02 - Statistical Learning

Conceptual

  1. For each of parts (a) through (d), indicate whether we would generally expect the performance of a flexible statistical learning method to be better or worse than an inflexible method. Justify your answer.
  • The sample size n is extremely large, and the number of predictors p is small.

Better, flexible models reduce bias and quit the variance low when having a large n.

  • The number of predictors p is extremely large, and the number of observations n is small.

Worse, a flexible model could increase its variance very high when having small n.

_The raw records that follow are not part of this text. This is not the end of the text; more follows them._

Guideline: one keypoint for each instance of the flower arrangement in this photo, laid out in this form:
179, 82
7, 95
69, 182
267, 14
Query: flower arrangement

  • The relationship between the predictors and response is highly non-linear.

Better, a lineal model would have a very high bias in this case.

  • The variance of the error terms, i.e. σ2 = Var(ϵ), is extremely high.

Worse, a flexible model would over-fit trying to follow the irreducible error.

  1. Explain whether each scenario is a classification or regression problem, and indicate whether we are most interested in inference or prediction. Finally, provide n and p.
  • We collect a set of data on the top 500 firms in the US. For each firm we record profit, number of employees, industry and the CEO salary. We are interested in understanding which factors affect CEO salary.

Regression, inference, 500, 4

  • We are considering launching a new product and wish to know whether it will be a success or a failure. We collect data on 20 similar products that were previously launched. For each product we have recorded whether it was a success or failure, price charged for the product, marketing budget, competition price, and ten other variables.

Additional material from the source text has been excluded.